Par un jugement n° 2206430 du 29 février 2024, le tribunal administratif de Toulouse a rejeté sa demande.
Procédure devant la cour :
Par une requête et des pièces, enregistrées les 13 et 19 septembre 2024 sous le n° 24TL02449, M. A, représenté par Me Njimbam, demande à la cour :
1°) d’annuler ce jugement du 29 février 2024 ;
2°) d’annuler l’arrêté du 6 septembre 2022 du préfet de la Haute-Garonne ;
3°) d’enjoindre au préfet de la Haute-Garonne de réexaminer sa situation dans un délai de quinze jours à compter de la notification de la décision à intervenir et, dans l’attente, de lui délivrer une autorisation provisoire de séjour, le tout sous astreinte de 100 euros par jour de retard ;
4°) de mettre à la charge de l’État, au titre des dispositions de l’article L. 761-1 du code de justice administrative, la somme de 1 200 euros à verser à son conseil en application du deuxième alinéa de l’article 37 de la loi du 10 juillet 1991 relative à l’aide juridique, sous réserve que son conseil renonce à percevoir la somme correspondant à la part contributive de l’État.
Il soutient que :
— la décision portant refus de délivrance d’un titre de séjour est insuffisamment motivée eu égard aux articles L. 211-6 à L. 211-8 du code des relations entre le public et l’administration ;
— elle est entachée d’une erreur manifeste d’appréciation eu égard aux articles L. 423-23 et L. 435-1 du code de l’entrée et du séjour des étrangers et du droit d’asile et à l’article 8 de la convention européenne de sauvegarde des droits de l’homme et des libertés fondamentales ;
— elle est entachée d’une erreur de droit eu égard aux articles L. 5221-2 et L. 5221-5 du code du travail ;
— la décision portant obligation de quitter le territoire français est insuffisamment motivée eu égard aux articles L. 211-6 à L. 211-8 du code des relations entre le public et l’administration ;
— la décision portant interdiction de retour sur le territoire français est insuffisamment motivé eu égard à l’article 3 de la loi du 11 juillet 1979 ;
— elle méconnaît son droit d’être entendu.
M. A a été admis au bénéfice de l’aide juridictionnelle totale par une décision du bureau d’aide juridictionnelle près le tribunal judiciaire de Toulouse du 9 août 2024.

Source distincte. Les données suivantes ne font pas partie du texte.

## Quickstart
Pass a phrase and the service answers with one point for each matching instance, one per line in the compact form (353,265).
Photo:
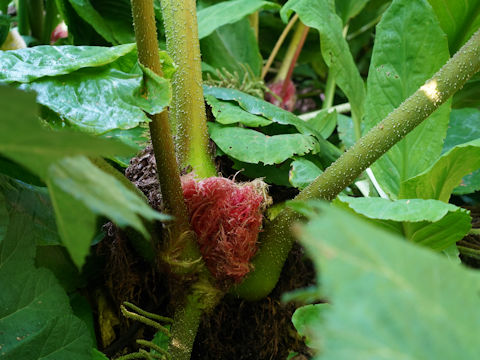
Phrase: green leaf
(3,217)
(463,127)
(321,15)
(34,204)
(402,60)
(233,47)
(348,9)
(324,122)
(307,317)
(228,12)
(277,115)
(109,99)
(25,65)
(255,147)
(430,223)
(257,106)
(74,181)
(457,19)
(24,140)
(36,321)
(303,172)
(227,113)
(441,178)
(111,31)
(390,299)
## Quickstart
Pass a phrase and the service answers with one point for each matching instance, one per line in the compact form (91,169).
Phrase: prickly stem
(277,239)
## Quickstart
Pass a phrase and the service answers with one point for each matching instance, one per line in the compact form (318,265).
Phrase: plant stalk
(277,238)
(292,49)
(163,147)
(36,16)
(23,22)
(187,110)
(277,46)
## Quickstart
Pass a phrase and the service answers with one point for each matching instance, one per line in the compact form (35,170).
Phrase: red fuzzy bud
(226,218)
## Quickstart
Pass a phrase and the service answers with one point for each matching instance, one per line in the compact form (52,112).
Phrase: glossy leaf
(35,147)
(321,16)
(438,181)
(233,47)
(256,147)
(256,106)
(100,100)
(430,223)
(99,194)
(457,19)
(114,24)
(228,12)
(227,113)
(389,298)
(36,321)
(25,65)
(402,61)
(463,127)
(348,9)
(34,204)
(324,122)
(308,317)
(303,172)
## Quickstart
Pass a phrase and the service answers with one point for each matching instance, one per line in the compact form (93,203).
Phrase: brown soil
(236,329)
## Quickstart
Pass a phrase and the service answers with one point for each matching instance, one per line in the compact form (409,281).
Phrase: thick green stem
(292,49)
(187,111)
(51,20)
(277,239)
(277,46)
(167,168)
(36,16)
(22,12)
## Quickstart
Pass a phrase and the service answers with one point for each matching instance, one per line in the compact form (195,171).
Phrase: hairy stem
(187,111)
(277,46)
(277,239)
(164,150)
(51,20)
(22,12)
(292,49)
(36,16)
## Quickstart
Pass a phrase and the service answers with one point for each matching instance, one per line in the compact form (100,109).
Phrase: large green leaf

Vu les autres pièces du dossier.
Vu :
— la convention européenne de sauvegarde des droits de l’homme et des libertés fondamentales ;
— le code de l’entrée et du séjour des étrangers et du droit d’asile ;
— le code des relations entre le public et l’administration ;
— le code du travail ;
— la loi n° 91-647 du 10 juillet 1991 ;
— le code de justice administrative.
Considérant ce qui suit :
1. M. A, ressortissant ghanéen, relève appel du jugement du 29 février 2024 par lequel le tribunal administratif de Toulouse a rejeté sa demande tendant à l’annulation de l’arrêté du 6 septembre 2022 par lequel le préfet de la Haute-Garonne a refusé de lui délivrer un titre de séjour, lui a fait obligation de quitter le territoire français dans un délai de trente jours, a fixé le pays de destination pour l’exécution de la mesure d’éloignement et lui a interdit le retour sur le territoire français pour une durée de six mois.
2. Aux termes du dernier alinéa de l’article R. 222-1 du code de justice administrative : « () les présidents des formations de jugement des cours () peuvent () par ordonnance, rejeter () après l’expiration du délai de recours () les requêtes d’appel manifestement dépourvues de fondement. () ».
Sur l’étendue du litige :
3. Ainsi que l’a déjà estimé le tribunal, l’arrêté du 6 septembre 2022 ne comporte aucune décision portant interdiction de retour sur le territoire français, mais se borne à rappeler l’existence d’une précédente interdiction de retour édictée par le préfet de la Haute-Garonne le 19 juin 2020. Par suite, les conclusions à fin d’annulation d’une telle décision, qui est inexistante, sont irrecevables.
Sur la décision portant refus de délivrance d’un titre de séjour :
4. En premier lieu, aux termes de l’article L. 211-2 du code des relations entre le public et l’administration : " () doivent être motivées les décisions qui : / 1° Restreignent l’exercice des libertés publiques ou, de manière générale, constituent une mesure de police ; () « . Aux termes de l’article L. 211-5 du même code : » La motivation exigée par le présent chapitre doit être écrite et comporter l’énoncé des considérations de droit et de fait qui constituent le fondement de la décision ".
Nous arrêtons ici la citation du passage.